Nyong’o’s recognition is, of course, a step forward.  The usual prominence of white skin in magazines, billboards and television sends a message to people of color that they deviate from mainstream beauty standards, or that they are inferior to them. For the next month, however, people waiting in check-out lines in grocery stores across the U.S. will see a darker face among the glamorous, typically light-skinned celebrities peering out from magazine covers. Nyong’o, like Alek Wek before her, has become a symbol of validation for many people of color who may feel alienated by images in popular media.

Despite having made a step in the right direction, however, the praise garnered by People Magazine for this choice merely shows us how much farther we have to walk. Tabloids and blogs like the Daily Mail, The Hollywood Reporter, Forbes and even The Atlantic have exploded with excitement over what they call Nyong’o’s “exotic” beauty. Whereas most celebrities can simply be “beautiful,” Nyong’o can only be so “exotically.”

While Nyong’o is Kenyan, she is far from “exotic.” A senator’s daughter, she had what she calls a comfortable suburban upbringing in urban areas and received an exemplary acting and film education at Yale. As Salon.com pointed out, the biggest difference she has from Meryl Streep, another middle class graduate of Yale School of Drama, is that she is African.

It would seem the most “exotic” part about Nyong’o is her appearance. Qualifying the beauty of an African woman as “exotic” rather than allowing her to be beautiful in her own right effectively distances her appearance from what is considered “normal” beauty. In calling Nyong’o “exotic,” a beautiful black woman becomes an exception to the rule of mainstream white beauty. Rather than opening up popular conceptions of beauty, this description of Nyong’o freezes them in place.

While lending critical attention to a shallow, market-based enterprise like People Magazine’s 100 Most Beautiful People list may seem tawdry, the prevalence of images in these kinds of magazines is made apparent by the fact that many people buy them.

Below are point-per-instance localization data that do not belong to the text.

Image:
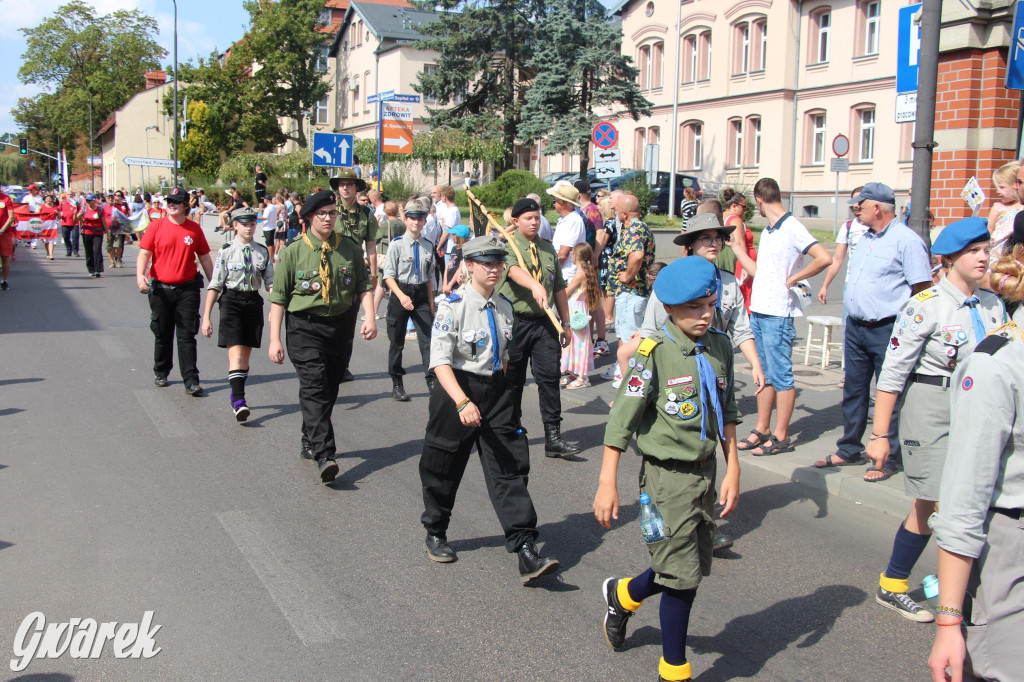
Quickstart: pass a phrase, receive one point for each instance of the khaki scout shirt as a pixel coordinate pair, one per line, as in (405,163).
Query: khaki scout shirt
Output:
(297,282)
(659,397)
(357,223)
(933,332)
(547,270)
(461,336)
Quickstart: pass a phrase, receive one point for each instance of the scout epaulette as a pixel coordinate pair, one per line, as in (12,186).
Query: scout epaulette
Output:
(646,346)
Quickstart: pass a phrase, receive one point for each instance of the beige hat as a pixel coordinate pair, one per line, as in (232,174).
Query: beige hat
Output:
(565,192)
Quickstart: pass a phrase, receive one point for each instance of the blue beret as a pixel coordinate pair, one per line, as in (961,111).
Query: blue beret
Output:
(957,236)
(685,280)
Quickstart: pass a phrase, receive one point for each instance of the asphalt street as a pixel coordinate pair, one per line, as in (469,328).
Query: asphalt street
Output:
(119,498)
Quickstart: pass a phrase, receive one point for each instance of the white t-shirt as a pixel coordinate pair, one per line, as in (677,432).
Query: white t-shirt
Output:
(569,230)
(780,253)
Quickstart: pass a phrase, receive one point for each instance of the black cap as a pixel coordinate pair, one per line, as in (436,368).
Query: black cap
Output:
(524,206)
(315,202)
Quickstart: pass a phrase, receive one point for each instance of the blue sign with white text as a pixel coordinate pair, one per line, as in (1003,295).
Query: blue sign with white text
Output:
(332,150)
(907,50)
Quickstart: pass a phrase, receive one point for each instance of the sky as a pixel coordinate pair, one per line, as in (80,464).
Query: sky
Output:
(203,27)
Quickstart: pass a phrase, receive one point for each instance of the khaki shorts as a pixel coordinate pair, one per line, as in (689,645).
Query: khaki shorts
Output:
(684,494)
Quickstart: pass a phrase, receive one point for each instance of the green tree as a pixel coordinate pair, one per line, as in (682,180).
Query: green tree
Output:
(579,70)
(199,153)
(289,50)
(483,50)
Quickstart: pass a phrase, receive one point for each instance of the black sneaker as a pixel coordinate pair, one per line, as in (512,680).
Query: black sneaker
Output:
(615,617)
(902,604)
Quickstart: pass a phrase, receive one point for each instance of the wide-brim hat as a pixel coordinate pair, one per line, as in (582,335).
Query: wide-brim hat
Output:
(348,174)
(566,193)
(702,222)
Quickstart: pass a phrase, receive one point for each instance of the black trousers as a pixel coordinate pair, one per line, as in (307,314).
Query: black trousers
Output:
(70,235)
(173,312)
(397,318)
(536,341)
(504,456)
(93,252)
(316,346)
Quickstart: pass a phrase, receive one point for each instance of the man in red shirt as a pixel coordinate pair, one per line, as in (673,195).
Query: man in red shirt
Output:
(7,221)
(167,255)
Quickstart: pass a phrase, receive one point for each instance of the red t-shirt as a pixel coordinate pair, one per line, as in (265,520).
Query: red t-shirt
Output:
(174,249)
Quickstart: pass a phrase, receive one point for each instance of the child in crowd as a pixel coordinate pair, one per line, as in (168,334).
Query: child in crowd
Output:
(584,296)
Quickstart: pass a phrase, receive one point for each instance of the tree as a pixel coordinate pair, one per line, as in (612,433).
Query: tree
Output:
(483,50)
(287,49)
(580,70)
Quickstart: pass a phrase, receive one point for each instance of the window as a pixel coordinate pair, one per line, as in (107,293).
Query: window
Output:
(321,111)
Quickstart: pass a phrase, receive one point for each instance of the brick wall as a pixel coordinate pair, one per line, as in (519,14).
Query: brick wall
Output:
(970,95)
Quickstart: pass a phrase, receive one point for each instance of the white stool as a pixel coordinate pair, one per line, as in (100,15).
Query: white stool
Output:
(826,323)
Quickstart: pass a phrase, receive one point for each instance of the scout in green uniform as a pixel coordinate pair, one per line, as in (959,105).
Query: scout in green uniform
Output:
(678,398)
(320,279)
(532,286)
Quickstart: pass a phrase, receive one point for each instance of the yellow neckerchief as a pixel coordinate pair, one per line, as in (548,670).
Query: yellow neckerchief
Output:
(325,269)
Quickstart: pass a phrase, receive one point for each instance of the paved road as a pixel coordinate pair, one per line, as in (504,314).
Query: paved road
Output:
(118,498)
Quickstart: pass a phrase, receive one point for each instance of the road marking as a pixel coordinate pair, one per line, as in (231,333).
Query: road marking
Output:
(164,416)
(114,347)
(296,590)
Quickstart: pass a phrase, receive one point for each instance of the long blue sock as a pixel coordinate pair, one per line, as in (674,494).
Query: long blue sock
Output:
(675,614)
(907,548)
(643,586)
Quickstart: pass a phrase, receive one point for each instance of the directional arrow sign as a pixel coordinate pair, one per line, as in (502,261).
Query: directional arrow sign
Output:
(332,150)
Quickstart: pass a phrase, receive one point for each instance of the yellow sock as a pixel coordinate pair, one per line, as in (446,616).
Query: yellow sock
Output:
(893,584)
(674,673)
(622,590)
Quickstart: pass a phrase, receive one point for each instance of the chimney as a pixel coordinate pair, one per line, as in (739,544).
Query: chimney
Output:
(155,78)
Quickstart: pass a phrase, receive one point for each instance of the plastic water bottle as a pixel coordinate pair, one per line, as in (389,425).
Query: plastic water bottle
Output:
(651,524)
(931,587)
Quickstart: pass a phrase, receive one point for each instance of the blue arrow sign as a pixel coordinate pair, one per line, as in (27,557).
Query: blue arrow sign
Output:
(332,150)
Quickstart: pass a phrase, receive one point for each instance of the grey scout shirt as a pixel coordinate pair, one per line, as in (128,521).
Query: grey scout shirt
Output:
(398,263)
(461,336)
(933,332)
(239,271)
(730,317)
(985,465)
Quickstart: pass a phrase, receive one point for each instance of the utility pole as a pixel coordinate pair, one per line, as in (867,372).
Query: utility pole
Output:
(928,76)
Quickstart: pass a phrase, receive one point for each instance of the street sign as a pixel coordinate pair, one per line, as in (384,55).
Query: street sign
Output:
(841,145)
(396,127)
(906,108)
(1015,57)
(907,49)
(332,150)
(605,136)
(141,161)
(608,169)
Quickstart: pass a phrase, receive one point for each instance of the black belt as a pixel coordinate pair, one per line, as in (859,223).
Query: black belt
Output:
(871,324)
(931,380)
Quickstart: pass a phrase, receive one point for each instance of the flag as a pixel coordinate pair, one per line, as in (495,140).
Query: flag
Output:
(42,225)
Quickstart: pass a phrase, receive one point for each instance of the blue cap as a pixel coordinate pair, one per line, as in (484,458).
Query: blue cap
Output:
(459,230)
(957,236)
(876,192)
(685,280)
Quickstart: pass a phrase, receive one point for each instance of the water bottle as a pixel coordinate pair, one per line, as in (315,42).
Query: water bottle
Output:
(931,587)
(651,524)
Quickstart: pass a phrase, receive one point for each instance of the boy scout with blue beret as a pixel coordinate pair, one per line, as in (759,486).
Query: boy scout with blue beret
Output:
(678,398)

The public imagination, built in places like magazine racks in grocery store check-out lines, Google image searches and nightly news programs, is in part shaped by the choices made by those who control what images are and aren’t published.

People Magazine’s choice to recognize Lupita Nyong’o may have the potential to tug at stereotypical images of beauty and open them to more than just Scarlett Johansson clones — but it’s never going to happen if people of color are kept at an arm’s length with words like “exotic.”